Contrairement à Cultuur, vous ne mangez pas ! Vous le mangez bien ! Nous ne mangeons pas dans le mauvais ordre, mais ce qu’il produit réellement. Et selon la répartition la plus équitable. Vous n’avez même pas besoin de goûter le pain qu’il offre à l’esprit et l’eau qui désaltère l’esprit. Nous devrions nous efforcer de trouver la première cellule de l’évidence si nous le faisions. La deuxième séparation, d’où surgit subtilement la troisième, est donnée par la mauvaise conception de notre réalité urbaine. Un concept qui nuit à Catanzaro, la privant de sa beauté fondamentale, à savoir une ville de la mer et de la montagne (celle de notre Sila). Ici, ils sont si proches l’un de l’autre que, comme je l’ai dit à plusieurs reprises, on ne les voit pas se regarder intensément le jour et faire l’amour la nuit, avec la complicité de la lune.

C’est de la Nature, don de Dieu ou d’elle-même (je le dis aux non-croyants), que Catanzaro est le lieu de l’Amour, qui produit tout autre amour. Ne voir notre été que comme l’été de la mer et donc de la mer génère ces contradictions socioculturelles et ce désordre qui paient cher tout Catanzaro, et en particulier le port de plaisance.

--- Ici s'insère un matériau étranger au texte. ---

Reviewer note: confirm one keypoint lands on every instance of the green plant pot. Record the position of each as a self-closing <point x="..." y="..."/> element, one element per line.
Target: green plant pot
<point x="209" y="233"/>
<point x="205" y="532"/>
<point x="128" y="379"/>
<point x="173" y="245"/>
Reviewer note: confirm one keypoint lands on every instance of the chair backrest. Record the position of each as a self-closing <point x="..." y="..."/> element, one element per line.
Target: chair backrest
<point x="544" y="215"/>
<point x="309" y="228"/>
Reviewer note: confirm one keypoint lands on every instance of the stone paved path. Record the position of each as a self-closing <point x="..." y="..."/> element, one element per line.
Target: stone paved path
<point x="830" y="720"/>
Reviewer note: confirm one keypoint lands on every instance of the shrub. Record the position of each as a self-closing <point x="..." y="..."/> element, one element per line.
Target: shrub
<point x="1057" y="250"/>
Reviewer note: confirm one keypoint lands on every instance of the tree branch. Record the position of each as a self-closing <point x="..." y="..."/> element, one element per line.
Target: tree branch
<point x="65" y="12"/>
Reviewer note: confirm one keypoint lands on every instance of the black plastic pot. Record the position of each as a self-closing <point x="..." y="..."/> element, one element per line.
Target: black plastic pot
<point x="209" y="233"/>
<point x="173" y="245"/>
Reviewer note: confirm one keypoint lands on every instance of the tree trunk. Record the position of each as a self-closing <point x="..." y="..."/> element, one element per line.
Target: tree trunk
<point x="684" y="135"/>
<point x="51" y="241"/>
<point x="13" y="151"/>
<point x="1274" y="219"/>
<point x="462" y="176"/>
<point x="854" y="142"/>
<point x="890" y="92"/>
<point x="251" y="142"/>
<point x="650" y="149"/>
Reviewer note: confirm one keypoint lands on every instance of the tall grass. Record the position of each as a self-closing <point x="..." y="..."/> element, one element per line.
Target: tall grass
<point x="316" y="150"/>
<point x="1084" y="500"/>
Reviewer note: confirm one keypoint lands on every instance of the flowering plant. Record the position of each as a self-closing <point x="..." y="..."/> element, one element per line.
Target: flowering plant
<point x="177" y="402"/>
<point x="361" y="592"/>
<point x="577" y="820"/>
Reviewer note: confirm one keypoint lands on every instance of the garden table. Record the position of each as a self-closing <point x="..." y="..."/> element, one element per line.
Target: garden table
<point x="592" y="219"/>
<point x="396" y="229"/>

Dans ces soixante jours, surtout dans les trente jours qui les séparent, le quartier sud est devenu l’espace libre et incontrôlé d’une fête débridée, d’un bruit infernal, d’un engorgement étouffant, d’un trafic paralysant. Et l’économie changée, où l’argent fait un mauvais circuit et un cercle imparfait, au milieu duquel prospèrent des forces du mal devenues maîtres absolus et incontestés de la moitié du territoire municipal. Le ‘Ndrangheta commande la direction et les règles sans même faire beaucoup d’efforts.

Tout vient du fil. Aussi, avec seulement son ombre maléfique, pour conditionner ces segments sociaux limités qui interagissent avec certains environnements proches d’une certaine politique cachée. Le nouvel été de Catanzaro devra être pleinement vécu par Marina à Sant’Elia, avec un moment de centralité géologique qui améliore et renforce la philosophie qui l’inspire. Pour cela, il faudra procéder de manière à retenir une grande partie de la population de Catanzaro et à attirer de nombreux touristes, de Santa Maria vers le haut, selon la bonne qualité de l’été que Catanzaro, l’une des rares villes en Italie, peut garantir dans sa double action : se coucher le matin sous le soleil brûlant de la marina, de la fin d’après-midi se reposer dans la fraîcheur du bon vent qui se déplace dans la partie supérieure. Ces parties, enfin connectées, remplies de vie et de personnes signifient la construction d’une bonne économie et d’une nouvelle prospérité, toutes bonnes et saines.

Cela signifie beaucoup de santé et de prospérité, y compris l’environnement. Et la paix et la tranquillité, malgré la multitude d’activités de loisirs qui rempliront les soirées, les nuits et les espaces. Mais nous en reparlerons plus spécifiquement et organiquement demain. Mon jeune ami, lui aussi cultivé et stimulé par une grande curiosité intellectuelle, comprendra qu’un mois de fête ne suffit pas. Ensemble, nous découvrirons que les célébrations de San Vitaliano et de la Festa di Catanzaro, bien qu’intégrées, sont deux choses différentes.